To learn about the vast South American rain forest, we must first learn about the heart that gives life to the forest. It is the mightiest river in the world. Its name is AMAZON.

The Amazon River is born high in the Andes Mountains. It begins as a cold trickle of water, no wider than a broomstick. As rain falls and snow melts, other streams from far away flow to meet it. The river grows larger, louder, faster. It rushes over forest cliffs and makes thunderous waterfalls. Sun strikes the mist and a double rainbow appears!

The river twists, turns, flattens and widens. In some places it seems like a big, quiet sea. This vast, flowing water network is one of the biggest and most mysterious wildlife homes on our planet!

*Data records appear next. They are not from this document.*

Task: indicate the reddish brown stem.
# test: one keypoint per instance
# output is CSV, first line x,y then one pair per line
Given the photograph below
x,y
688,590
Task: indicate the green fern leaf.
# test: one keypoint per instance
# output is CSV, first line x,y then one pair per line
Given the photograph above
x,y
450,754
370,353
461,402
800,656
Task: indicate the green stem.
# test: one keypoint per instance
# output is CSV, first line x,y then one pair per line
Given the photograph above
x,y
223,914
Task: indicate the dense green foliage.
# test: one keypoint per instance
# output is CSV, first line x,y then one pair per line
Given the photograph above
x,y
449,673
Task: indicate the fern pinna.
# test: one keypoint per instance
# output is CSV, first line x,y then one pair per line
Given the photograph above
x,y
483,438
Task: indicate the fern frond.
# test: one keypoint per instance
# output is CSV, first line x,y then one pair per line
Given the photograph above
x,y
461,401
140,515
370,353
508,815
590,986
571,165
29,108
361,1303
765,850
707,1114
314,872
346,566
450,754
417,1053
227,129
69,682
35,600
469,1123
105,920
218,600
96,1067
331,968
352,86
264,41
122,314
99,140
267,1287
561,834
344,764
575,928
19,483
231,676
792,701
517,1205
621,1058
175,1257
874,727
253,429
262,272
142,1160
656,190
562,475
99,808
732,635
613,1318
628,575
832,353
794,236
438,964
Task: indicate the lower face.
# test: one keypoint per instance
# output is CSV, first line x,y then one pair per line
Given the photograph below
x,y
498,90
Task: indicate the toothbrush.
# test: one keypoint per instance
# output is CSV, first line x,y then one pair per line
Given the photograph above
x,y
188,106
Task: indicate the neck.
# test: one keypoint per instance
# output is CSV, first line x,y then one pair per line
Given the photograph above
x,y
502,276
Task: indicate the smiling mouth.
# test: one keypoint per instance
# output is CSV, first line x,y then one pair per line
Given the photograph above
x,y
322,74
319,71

Waters of the Amazon River and its tributaries contain 5,000 different species of fish, with perhaps as many as 2,000 more awaiting discovery. Look closely in these waters, and you might see some tiny, familiar friends. Many fish commonly found in home aquariums are South American freshwater species. Electric eels, secretive stingrays, sharks, and razor-toothed piranhas also swim here. Long-nosed pink river dolphins click and clack and squeak, using echolocation, like the fish-eating bats above them, to find food and avoid obstacles. Gentle giants, the Amazonian manatees, graze on underwater plants and communicate with each other by muzzle-to-muzzle touching and chirps. Giant river otters, one of the most endangered mammals in the world, frolic and play, but become deadly serious when it's time to eat. All this, and yet only ripples and the odd splash made by a jumping fish give any clue to the abundance of life beneath the water's surface.

But the Amazon is much more than just one river. Like veins in a leaf, hundreds of streams join larger ones until they reach the mighty Amazon. The entire area, known as the Amazon basin, is more than ten times the size of France!